Rivendicava la gioia, la scoperta, la felicità, come parte integrante di una vita colpita dalla disabilità. E la rivendicava perché sapeva come e quanto fosse possibile, seppur a volte complesso, viverla e farla vivere a Irene. La sperimentava ogni giorno.
Aveva sempre rifiutato appellativi come mamma coraggio, mamma guerriera e bambina speciale per Irene. Raccontava quanto la sua vita scorresse su un binario parallelo a quella degli altri, ma a un passo più lento. Avrebbe voluto solo smettere di lottare per ciò che semplicemente spettava a lei e a sua figlia, per ciò che erano e sono diritti violati.
Ora Anna Claudia non c’è più. È dispersa. Non c’è più nemmeno Irene. È morta, improvvisamente, il 15 febbraio scorso, un mese fa. Perché nella disabilità gravissima in un attimo si può smarrire un equilibrio molto precario, raggiunto a fatica dopo anni, a volte in una vita intera, e può costarla quella vita.
Perché sto provando a raccontare le loro storie? Perché non voglio si dissolvano, non voglio si dimentichino, non voglio si releghino a un pietismo inutile. Vorrei si gioisse, con loro e per loro, per ciò per cui hanno combattuto, per ciò che hanno raggiunto. E vorrei si soffrisse per ciò che non hanno raggiunto mai, perché il loro grido è rimasto inascoltato.
Vorrei si soffrisse per la morte che le ha strappate alla vita, non riconoscendo quanta vita erano riuscite a strappare alla morte. Non capendo quanta ancora sarebbe stato giusto ne vivessero. Vorrei che ogni volta che sfiorerà il pensiero della vita e della morte di Anna Claudia Cartoni una barriera architettonica fosse abbattuta. Perché vorrei che il mondo di tutti e per tutti fosse costruito, che ogni persona gravemente disabile possa accedere ai mezzi pubblici senza per questo rischiare per inadempienze dei cittadini e di chi sta loro al vertice.
Perché voglio che nessun essere umano resti inascoltato, anche quando comunica nell’unico suo modo possibile, un modo diverso rispetto a quello cui siamo abituati. Voglio accostare l’orecchio e il cuore, fino a quando tutti sapranno comunicare in LIS, fino a quando tutti conosceranno lo strumento della comunicazione aumentativa alternativa.
Sogno gli abbracci, le carezze, i baci come linguaggio universale. Sogno il giorno in cui la disabilità sarà diventata scambio e risorsa e non privazione e chiusura totale.
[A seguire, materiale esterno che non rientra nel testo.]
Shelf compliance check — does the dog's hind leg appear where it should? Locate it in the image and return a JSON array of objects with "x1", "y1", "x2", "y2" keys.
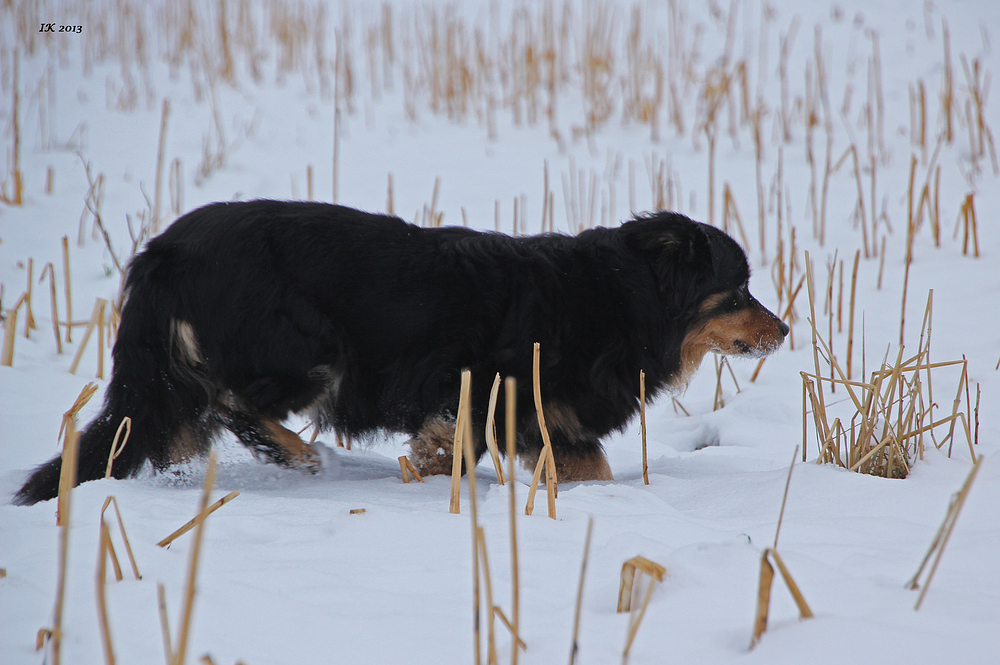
[{"x1": 216, "y1": 409, "x2": 322, "y2": 473}]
Perché Anna Claudia e tanti altri genitori, lottando ogni giorno, spesso nell’indifferenza, senza mai arretrare di un passo, ci hanno spiegato e ci stanno spiegando come si fa, come può essere realizzato un mondo a misura di tutti ed è dovere di ognuno, nessuno escluso, contribuire a farlo e a crearlo.
Grazie Anna Claudia. Grazie Irene. Ovunque voi siate. E un ringraziamento sentito e commosso a Valentina Perniciaro della Fondazione I tetrabondi.